This week brought data showing that China’s exports have declined for three months in a row, while imports have dropped for five consecutive months — another indicator of flagging prospects.
Then came news that prices have fallen on a range of goods, from food to apartments, raising the specter that China could be on the brink of so-called deflation, or sustained drops in prices, a harbinger of anemic commercial activity.
And in a sign of deepening distress in China’s housing market — the intersection of finance, construction and household wealth — a major real estate developer, Country Garden, missed payments on its bonds and estimated it lost up to $7.6 billion in the first half of the year.
For Chinese workers and households, these events added up to trouble. Around the globe, a weakening Chinese economy signaled a shrinking of demand for major goods — from soybeans harvested in Brazil, to beef raised in the United States, to luxury goods made in Italy.
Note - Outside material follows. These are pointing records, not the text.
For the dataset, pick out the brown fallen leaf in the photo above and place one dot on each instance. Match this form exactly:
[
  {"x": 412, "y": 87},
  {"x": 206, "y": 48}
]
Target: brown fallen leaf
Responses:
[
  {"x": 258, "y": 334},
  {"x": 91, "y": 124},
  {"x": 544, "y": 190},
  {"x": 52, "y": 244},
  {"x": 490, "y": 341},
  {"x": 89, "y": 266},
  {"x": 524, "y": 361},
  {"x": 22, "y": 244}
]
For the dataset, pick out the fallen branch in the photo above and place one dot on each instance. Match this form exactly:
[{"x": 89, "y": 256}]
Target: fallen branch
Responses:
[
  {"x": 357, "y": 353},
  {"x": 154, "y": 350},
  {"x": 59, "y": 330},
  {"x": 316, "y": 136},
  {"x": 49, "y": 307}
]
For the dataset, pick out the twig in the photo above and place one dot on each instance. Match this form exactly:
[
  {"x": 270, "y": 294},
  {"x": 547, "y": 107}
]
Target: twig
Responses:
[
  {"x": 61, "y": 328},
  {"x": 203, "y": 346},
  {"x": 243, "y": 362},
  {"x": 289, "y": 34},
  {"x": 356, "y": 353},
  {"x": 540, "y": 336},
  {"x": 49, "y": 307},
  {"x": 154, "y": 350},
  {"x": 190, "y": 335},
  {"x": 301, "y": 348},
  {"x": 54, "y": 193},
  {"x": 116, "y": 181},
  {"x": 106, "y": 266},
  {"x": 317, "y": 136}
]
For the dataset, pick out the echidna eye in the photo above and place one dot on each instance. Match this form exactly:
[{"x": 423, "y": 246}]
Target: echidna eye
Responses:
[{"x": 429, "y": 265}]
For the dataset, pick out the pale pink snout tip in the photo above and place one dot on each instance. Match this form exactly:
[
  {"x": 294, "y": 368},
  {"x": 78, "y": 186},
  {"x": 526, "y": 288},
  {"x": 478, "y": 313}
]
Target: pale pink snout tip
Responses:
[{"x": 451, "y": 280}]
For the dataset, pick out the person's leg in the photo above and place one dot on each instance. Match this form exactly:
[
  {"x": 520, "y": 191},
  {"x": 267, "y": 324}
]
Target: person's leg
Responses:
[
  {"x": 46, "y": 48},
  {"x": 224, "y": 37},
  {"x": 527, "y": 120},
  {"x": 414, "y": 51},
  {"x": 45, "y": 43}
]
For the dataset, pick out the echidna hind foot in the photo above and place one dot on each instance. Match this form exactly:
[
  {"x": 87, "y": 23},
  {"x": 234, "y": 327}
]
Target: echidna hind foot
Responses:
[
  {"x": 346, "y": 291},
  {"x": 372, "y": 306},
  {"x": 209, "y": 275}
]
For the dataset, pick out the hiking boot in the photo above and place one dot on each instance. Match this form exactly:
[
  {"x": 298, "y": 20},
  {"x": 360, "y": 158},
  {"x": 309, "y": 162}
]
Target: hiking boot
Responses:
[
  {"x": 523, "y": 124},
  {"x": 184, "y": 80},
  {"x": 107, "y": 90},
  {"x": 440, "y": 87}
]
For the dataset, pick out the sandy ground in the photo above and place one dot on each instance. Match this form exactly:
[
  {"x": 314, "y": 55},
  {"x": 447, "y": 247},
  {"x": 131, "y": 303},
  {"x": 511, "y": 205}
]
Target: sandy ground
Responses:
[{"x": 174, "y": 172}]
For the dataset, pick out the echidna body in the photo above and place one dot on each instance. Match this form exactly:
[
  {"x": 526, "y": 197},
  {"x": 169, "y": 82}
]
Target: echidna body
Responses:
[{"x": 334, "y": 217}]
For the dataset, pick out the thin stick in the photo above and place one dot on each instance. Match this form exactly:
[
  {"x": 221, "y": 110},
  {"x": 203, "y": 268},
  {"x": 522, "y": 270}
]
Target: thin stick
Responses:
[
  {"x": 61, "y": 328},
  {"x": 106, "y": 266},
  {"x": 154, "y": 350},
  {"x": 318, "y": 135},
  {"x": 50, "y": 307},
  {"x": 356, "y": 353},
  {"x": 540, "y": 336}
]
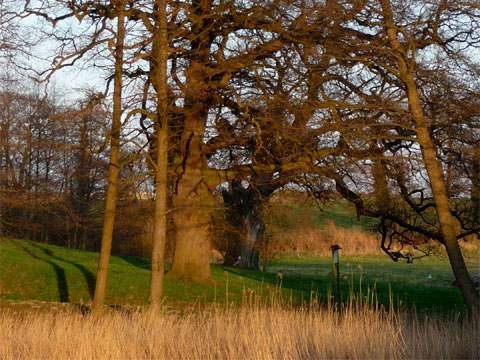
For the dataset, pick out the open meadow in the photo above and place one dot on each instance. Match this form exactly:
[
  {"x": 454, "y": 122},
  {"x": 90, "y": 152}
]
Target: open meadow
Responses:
[
  {"x": 390, "y": 310},
  {"x": 239, "y": 179}
]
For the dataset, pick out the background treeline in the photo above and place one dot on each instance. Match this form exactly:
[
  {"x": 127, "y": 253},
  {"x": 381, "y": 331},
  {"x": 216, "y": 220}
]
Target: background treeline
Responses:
[
  {"x": 53, "y": 162},
  {"x": 228, "y": 103}
]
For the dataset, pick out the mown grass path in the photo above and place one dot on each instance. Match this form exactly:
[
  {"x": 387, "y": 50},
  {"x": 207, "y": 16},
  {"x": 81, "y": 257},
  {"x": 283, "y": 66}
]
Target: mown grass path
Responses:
[{"x": 33, "y": 271}]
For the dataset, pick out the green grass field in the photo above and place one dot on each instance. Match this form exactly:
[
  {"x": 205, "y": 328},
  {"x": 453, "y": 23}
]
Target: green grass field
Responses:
[{"x": 33, "y": 271}]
It spelled less appetite for oil, minerals and other building blocks of industry.

“The slowdown in China is definitely going to weigh on the global economic outlook,” said Larry Hu, Hong Kong-based chief China economist for Macquarie, the Australian financial services firm. “Because China is now the No. 1 commodity consumer in the world, the impact is going to be pretty, pretty big.”
Over the past decade, China has been the source of more than 40 percent of global economic growth, compared with 22 percent from the United States and 9 percent from the 20 countries that use the euro currency, according to recent analysis from BCA Research.